People always want to know where authors get their ideas. Instead of asking you where your poems come from,  I would like to know what writers you look to for inspiration.

These poets influenced much of my early writings: Robert Louis Stevenson, Robert Frost, Carl Sandburg, Edna St. Vincent Millay, Elinor Wylie, Sara Teasdale, Ogden Nash, Richard Armour, James Dickey, John Updike. These poets continue to inspire me: Debra Ghigna, Aileen Fisher, Rachel Field, Constance Levy, X. J. Kennedy, Rebecca Kai Dotlich, Myra Cohn Livingston and many others.

You have been a guest author four times at the prestigious Writing Today Conference at Birmingham Southern College. In 1990, in 1993, and in 1997 (along with Clifton Taulbert who was featured on Swampland this April) and again in 2004. What has it been like to lead the life of a writer?

Each time I have a new book published, it is as though someone handed me a magic carpet. It takes me away to places I never dreamed I might visit. I get to meet new people and experience new adventures. My books have carried me all over the world, from Europe to South America, and all across the U.S. from Alaska to Florida, from New York to Southern California and places in between. I always return home with renewed inspiration to work on my next magic carpet.

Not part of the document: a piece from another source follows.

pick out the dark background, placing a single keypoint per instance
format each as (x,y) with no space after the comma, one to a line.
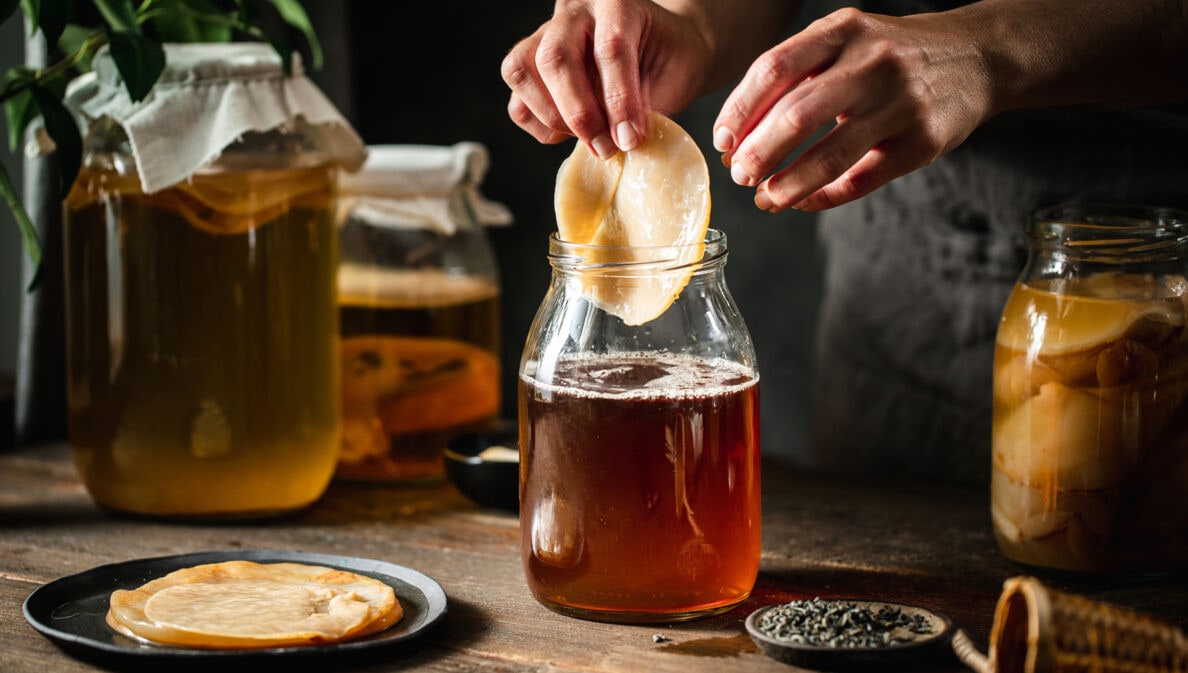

Do you have any new books coming out in 2008?

Yes, I do: Snow Wonder, a 32-page picture book from Random House, and Score! 50 Poems to Motivate and Inspire, a 56-page picture book for all ages from Harry N. Abrams, Inc.

I am sure being Father Goose is a full-time job (not to mention being a father to your own children, Julie and Chip), but what a wonderful life. Congratulations!

Thank you! It’s been a pleasure. You’re not only a great friend, but you’re a great interviewer as well. Hope your readers have nearly as much fun with this as I did.